A warm welcome to the ever growing number of customers who are receiving our newsletters regarding the Governments announcement that it wishes to introduce a traded annuity market in the UK.
For new readers it is important that we make you aware that these are not regular monthly newsletters as sometimes there is just nothing new to say, however our aim is to make you aware of major announcements or action.
In this newsletter, we look at what the market may offer you in April 2017 which now looks like the earliest possible start date.
We have previously discussed with customers that we felt that their existing annuity / pension provider may want to buy back the annuity in exchange for a cash lump sum. We felt that many providers may want to try free themselves from an annuity they sold to a customer which the regulators current annuity sales review may highlight as a poor sale. However the Government has said that “the government is not minded to allow the original annuity provider to purchase, and then discontinue, their own customers’ annuities”. Perhaps they are worried that one poor customer outcome could lead to another.
This means that if you do want to sell your annuity you are going to have to put it up for auction and sell it to the highest bidder.
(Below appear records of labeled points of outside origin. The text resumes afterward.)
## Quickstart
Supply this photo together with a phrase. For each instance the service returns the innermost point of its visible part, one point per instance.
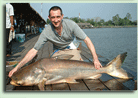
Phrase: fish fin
(71, 81)
(41, 85)
(114, 67)
(63, 56)
(95, 76)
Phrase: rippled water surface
(109, 42)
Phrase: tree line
(116, 21)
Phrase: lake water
(109, 42)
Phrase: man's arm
(28, 57)
(11, 19)
(91, 47)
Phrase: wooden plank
(60, 87)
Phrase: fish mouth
(14, 83)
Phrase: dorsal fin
(63, 56)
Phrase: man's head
(55, 16)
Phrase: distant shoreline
(109, 27)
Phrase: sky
(90, 10)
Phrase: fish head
(17, 80)
(23, 77)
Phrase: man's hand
(97, 64)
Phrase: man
(61, 33)
(9, 27)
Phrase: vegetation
(116, 21)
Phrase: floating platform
(104, 83)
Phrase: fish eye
(19, 83)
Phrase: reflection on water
(109, 42)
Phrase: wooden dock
(104, 83)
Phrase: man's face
(56, 18)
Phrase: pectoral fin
(41, 85)
(63, 56)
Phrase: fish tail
(114, 67)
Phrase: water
(109, 42)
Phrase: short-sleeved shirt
(9, 12)
(70, 30)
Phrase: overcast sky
(90, 10)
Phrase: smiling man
(61, 32)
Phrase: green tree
(115, 20)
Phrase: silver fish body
(51, 71)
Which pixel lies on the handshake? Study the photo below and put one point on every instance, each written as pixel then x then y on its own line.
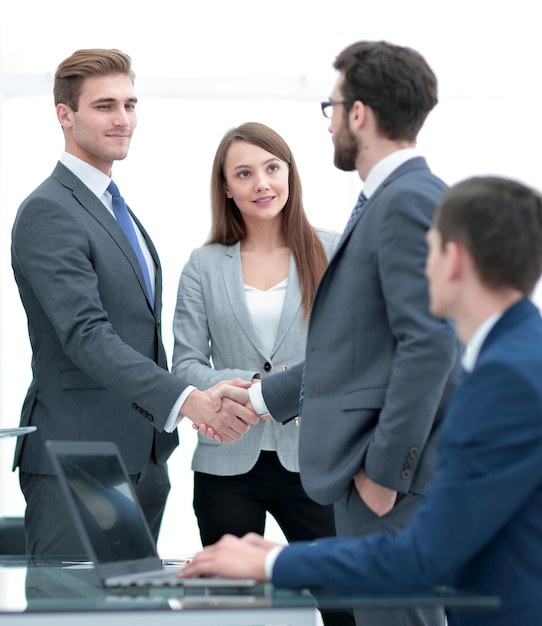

Only financial institutions will be able to buy your annuity. The older or less healthy someone is, the less they will receive for their -annuity as the buyer will only receive the income until the seller’s death.
So what can you expect to receive?
It is important to start this section by making you aware that these are some assumptions being made by various financial institutions. Nothing is yet guaranteed and there is still plenty of time for things to change.
Fidelity Worldwide Investment think that a £100,000 pension pot used 10 years ago by a then 65-year-old to buy a £7,000-a-year annuity would receive about £48,000 if there were able to sell it today. Now aged 75-year-old they would be giving up their £7,000 a year income for £48,000, just short of 6 years income, although the lump sum would be liable to income tax.
Some industry experts are more optimistic, particularly for those who have not held their annuity for long. Hymans Robertson, fee that holders of annuities who bought five years ago could get back as much as they put in, despite the fact that they have been drawing an income throughout those five years. They estimates that someone who used their £50,000 pension fund to take out an annuity five years ago when they were 65 would have been given an income of £3,600 a year, so would have received £18,000 in payments so far. It then calculates that the now 70-year-old would be able to sell it for £58,900 – i.e., giving them £8,900 more than they had five years earlier, despite taking the income over that time. We are less certain about this forecast but we would love to be proved wrong.
As previously stated income tax is very likely to be payable on any lump sum you receive. Even people on very modest incomes could find that the lump sum they received pushes them into 40% or even 45% tax if the lump sum you receive plus any other income you earn when added together is worth £150,000 or more.
As always we finish this email by reminding you that a regular income in retirement is a very important and valuable asset. A lump sum (particually after tax) may not in your best financial interests.